Ken Burns is making people read the Gettysburg Address and it’s actually awesome

Everyone from Stephen Colbert to Taylor Swift is trying their hand at Lincoln's most famous speech.


Justin Franz


Published Nov 13, 2013   Updated Jun 1, 2021, 2:02 am CDT

At just two minutes long, President Abraham Lincoln’s Gettysburg Address may be one of the most famous speeches in American history. Now, famed filmmaker Ken Burns is marking its 150th anniversary with a new project encouraging Americans to record themselves uttering Lincoln’s most famous words.

The site, Learn the Address has launched just in time for the anniversary on Nov. 19 and features readings of the speech from celebrities and average citizens alike. Burns said he came up with the idea while working on his new documentary, The Address about a school for challenged boys that encourages its students to memorize and recite the speech every year.

“The idea that if they can do it we can all do it,” Burns said. “What if we all decided, from president to pulper, to learn the address, to be connected or reconnected to the most stirring words every spoken.”

Burns’s 90-minute documentary will air on PBS in the spring of 2014, but until then you can watch the nearly 80 videos people have recorded of themselves reciting the speech. Everyone from all four living presidents to Red Sox slugger Shane Victorino and Taylor Swift are included. If you’re just looking for the highlights, there is a mashup as well.
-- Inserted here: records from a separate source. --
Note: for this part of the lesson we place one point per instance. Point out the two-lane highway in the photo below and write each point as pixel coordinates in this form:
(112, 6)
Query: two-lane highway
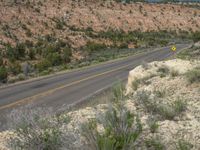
(72, 87)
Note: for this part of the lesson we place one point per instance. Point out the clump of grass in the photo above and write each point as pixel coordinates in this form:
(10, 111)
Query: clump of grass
(183, 145)
(38, 129)
(193, 76)
(121, 130)
(165, 111)
(163, 70)
(118, 92)
(135, 84)
(144, 80)
(160, 93)
(153, 125)
(145, 65)
(174, 73)
(155, 144)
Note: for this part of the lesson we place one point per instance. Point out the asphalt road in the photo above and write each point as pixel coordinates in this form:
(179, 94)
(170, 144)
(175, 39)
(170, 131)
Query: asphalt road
(73, 87)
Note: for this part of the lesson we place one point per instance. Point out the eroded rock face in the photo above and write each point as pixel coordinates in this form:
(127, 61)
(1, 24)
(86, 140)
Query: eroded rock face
(40, 18)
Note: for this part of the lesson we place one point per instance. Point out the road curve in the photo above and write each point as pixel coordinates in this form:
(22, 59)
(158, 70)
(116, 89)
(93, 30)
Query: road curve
(72, 87)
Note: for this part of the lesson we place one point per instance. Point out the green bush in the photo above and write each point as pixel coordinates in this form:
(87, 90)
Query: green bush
(3, 74)
(41, 134)
(122, 130)
(183, 145)
(196, 36)
(165, 111)
(154, 144)
(67, 53)
(193, 76)
(1, 61)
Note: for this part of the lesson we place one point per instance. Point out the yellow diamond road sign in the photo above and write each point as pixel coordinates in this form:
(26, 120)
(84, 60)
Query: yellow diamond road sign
(173, 48)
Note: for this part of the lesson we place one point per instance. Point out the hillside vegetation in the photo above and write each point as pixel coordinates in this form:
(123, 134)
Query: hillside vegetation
(36, 36)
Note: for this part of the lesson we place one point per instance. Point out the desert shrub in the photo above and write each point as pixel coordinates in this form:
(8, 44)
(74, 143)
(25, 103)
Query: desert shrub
(160, 93)
(135, 84)
(67, 53)
(43, 65)
(143, 98)
(60, 24)
(32, 53)
(153, 125)
(122, 130)
(193, 76)
(145, 65)
(196, 36)
(183, 145)
(118, 92)
(154, 144)
(179, 106)
(39, 134)
(174, 73)
(165, 111)
(3, 74)
(163, 70)
(1, 61)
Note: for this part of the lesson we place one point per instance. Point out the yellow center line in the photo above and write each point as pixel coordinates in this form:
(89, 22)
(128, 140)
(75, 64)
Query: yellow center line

While some people, including Rachel Maddow, Louis C.K. and President Barack Obama took a more somber tone in their recitation of the speech, comedian Stephen Colbert, sporting a stovetop hat and fake beard, went all out in his.

Ironically, when Lincoln delivered the ten-sentence speech, he expected few to remember it; “The world will little note, nor long remember what we say here,” he concluded.